The individual is in this respect greater than the mass and cannot be called on to subordinate his more luminous possibilities to this darker entity. If light, peace, deliverance, a better state of existence are to come, they must descend into the soul from something wider than the individual, but also from something higher than the collective ego. Altruism, philanthropy, the service of mankind are in themselves mental or moral ideals, not laws of the spiritual life. If into the spiritual aim, it enters the impulse to deny the personal self or to serve humanity or the world at large, it comes not from the ego nor from the collective sense of the race, but from something more occult and profound transcendent of both these things; for it is founded on a sense of the Divine in all and it works not for the sake of the ego or the race but for the sake of the Divine and its purpose in the person or group or collective. It is this transcendent Source which we must seek and serve, this vaster being and consciousness to which the race and the individual are minor terms of its existence.
There is indeed a truth behind the pragmatic impulse which an exclusive one-sided spirituality is apt to ignore or deny or belittle. It is this that since the individual and the universal are terms of that higher and vaster Being, their fulfillment must have some real place in the supreme Existence. There must be behind them some high purpose in the supreme Wisdom and Knowledge, some eternal strain in the supreme Delight: they cannot have been, they were not created in vain. But the perfection and satisfaction of humanity like the perfection and satisfaction of the individual, can only be securely compassed and founded upon a more eternal yet unseized truth and right of things.

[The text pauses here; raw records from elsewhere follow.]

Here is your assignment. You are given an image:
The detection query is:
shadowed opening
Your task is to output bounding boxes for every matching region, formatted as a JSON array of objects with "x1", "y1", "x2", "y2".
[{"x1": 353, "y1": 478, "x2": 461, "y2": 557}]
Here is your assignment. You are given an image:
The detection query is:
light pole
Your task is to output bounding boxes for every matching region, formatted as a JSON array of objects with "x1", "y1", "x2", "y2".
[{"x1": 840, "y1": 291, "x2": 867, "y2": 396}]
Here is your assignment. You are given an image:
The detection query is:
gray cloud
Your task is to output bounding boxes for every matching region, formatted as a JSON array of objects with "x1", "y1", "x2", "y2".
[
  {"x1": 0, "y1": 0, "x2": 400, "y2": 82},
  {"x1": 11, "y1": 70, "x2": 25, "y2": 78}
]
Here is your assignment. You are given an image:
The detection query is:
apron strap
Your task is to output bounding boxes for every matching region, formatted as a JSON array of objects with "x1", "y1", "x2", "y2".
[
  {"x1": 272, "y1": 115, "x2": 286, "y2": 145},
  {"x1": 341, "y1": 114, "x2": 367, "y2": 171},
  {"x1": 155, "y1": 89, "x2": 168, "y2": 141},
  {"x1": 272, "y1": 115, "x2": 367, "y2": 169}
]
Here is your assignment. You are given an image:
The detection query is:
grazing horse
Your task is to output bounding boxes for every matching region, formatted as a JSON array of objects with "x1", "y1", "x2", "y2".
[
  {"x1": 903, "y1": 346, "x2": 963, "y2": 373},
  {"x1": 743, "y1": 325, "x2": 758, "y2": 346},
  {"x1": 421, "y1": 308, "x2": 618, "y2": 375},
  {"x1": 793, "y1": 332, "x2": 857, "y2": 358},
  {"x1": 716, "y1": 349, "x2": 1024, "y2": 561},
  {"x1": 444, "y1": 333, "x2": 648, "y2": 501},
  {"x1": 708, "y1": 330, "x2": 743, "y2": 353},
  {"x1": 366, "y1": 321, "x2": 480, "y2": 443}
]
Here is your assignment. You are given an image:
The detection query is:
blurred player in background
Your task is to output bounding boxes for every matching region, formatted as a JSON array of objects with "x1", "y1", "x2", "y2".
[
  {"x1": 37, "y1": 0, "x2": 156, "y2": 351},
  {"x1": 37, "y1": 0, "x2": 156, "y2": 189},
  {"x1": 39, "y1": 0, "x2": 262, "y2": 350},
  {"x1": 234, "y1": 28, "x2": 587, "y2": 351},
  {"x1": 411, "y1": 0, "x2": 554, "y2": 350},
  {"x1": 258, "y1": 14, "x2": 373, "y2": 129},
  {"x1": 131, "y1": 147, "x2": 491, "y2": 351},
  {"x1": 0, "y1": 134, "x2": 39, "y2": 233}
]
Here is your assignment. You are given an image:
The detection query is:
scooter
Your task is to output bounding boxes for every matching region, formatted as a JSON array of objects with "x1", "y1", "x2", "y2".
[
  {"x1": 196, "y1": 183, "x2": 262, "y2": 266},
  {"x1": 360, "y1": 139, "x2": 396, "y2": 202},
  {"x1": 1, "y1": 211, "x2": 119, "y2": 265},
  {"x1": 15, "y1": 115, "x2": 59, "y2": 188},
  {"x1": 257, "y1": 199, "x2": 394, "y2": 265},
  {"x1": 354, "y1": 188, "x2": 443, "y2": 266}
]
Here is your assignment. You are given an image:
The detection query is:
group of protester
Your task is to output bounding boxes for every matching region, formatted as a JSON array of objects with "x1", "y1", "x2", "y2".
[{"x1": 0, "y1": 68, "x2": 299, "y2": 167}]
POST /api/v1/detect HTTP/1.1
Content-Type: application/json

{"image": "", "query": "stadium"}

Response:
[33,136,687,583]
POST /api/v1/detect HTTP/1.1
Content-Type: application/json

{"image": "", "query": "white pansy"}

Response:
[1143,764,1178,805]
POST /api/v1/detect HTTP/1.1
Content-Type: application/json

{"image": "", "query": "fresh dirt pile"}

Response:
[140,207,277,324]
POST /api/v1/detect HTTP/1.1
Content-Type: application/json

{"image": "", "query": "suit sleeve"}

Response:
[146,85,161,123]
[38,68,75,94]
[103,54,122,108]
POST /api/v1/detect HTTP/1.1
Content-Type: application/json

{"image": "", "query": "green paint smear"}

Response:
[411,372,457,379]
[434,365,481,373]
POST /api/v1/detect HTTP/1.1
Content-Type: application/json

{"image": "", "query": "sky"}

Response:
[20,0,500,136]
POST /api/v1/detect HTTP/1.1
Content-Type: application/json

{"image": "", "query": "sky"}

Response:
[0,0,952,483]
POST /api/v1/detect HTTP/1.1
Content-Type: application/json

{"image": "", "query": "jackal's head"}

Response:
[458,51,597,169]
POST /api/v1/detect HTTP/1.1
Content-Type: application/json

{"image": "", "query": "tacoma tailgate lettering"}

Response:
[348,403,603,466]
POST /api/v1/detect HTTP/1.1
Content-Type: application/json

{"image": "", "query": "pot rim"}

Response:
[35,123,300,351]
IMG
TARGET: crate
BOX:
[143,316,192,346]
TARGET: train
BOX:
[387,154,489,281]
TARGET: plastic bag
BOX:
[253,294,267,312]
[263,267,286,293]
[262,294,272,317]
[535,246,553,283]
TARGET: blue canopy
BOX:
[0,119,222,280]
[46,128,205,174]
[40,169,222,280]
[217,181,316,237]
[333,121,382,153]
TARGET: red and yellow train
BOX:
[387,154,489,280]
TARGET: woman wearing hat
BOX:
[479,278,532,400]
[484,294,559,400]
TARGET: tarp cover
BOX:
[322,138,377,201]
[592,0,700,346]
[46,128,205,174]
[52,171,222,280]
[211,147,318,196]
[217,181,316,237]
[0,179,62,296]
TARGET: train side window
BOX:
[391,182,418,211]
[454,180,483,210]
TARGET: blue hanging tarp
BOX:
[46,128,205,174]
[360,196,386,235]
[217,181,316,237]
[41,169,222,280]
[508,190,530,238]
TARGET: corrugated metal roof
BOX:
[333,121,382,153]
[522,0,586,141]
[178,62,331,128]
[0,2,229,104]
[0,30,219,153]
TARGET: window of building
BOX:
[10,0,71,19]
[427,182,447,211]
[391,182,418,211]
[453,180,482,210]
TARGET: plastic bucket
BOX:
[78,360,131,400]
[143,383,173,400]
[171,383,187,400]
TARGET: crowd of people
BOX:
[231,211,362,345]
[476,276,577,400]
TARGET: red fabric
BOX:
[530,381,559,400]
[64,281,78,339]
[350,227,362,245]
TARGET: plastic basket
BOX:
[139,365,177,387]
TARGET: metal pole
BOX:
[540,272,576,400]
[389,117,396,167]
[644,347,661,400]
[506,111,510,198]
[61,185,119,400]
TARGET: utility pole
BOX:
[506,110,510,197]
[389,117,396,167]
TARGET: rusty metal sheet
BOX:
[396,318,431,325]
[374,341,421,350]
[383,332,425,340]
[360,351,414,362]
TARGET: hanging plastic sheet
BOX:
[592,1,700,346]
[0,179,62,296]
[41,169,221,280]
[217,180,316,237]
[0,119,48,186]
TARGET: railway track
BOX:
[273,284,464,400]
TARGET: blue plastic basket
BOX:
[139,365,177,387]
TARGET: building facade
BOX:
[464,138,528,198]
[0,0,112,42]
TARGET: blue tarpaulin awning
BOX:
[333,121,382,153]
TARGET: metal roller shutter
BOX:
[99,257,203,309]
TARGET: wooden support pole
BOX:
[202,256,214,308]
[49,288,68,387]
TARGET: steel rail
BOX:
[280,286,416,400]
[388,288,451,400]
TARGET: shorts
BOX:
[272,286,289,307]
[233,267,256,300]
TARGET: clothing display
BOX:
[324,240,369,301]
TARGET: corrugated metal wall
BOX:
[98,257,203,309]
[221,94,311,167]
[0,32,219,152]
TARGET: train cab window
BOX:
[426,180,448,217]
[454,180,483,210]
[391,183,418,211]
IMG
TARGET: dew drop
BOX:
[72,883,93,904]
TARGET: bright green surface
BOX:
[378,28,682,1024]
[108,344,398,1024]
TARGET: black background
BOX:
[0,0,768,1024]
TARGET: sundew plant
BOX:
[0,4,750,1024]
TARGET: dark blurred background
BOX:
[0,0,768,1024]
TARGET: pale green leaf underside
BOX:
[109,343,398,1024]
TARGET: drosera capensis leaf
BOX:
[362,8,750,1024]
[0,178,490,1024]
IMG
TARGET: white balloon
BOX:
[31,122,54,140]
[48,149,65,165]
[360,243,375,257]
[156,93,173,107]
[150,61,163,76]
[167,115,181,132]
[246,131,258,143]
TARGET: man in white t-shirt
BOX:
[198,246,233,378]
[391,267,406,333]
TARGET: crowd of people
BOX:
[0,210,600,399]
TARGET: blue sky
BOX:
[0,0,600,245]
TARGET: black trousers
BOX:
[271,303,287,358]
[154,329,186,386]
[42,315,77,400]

Minor terms of some greater Existence, they can fulfill themselves only when that of which they are the terms is known and possessed.
The greatest service to humanity, the surest foundation for its true progress, happiness and perfection is to prepare or find the way by which the individual and the collective man can transcend the ego and live in its true self, no longer bound to ignorance, incapacity, disharmony and sorrow. It is by the pursuit of the eternal and not by living bound in the slow collective evolution of Nature that we can best assure even that
evolutionary, collective, altruistic aim our modern thought and idealism have set before us. But it is in itself a secondary aim; to find, know and possess the Divine existence, consciousness and nature and to live in it for the Divine is our true aim and the one perfection to which we must aspire.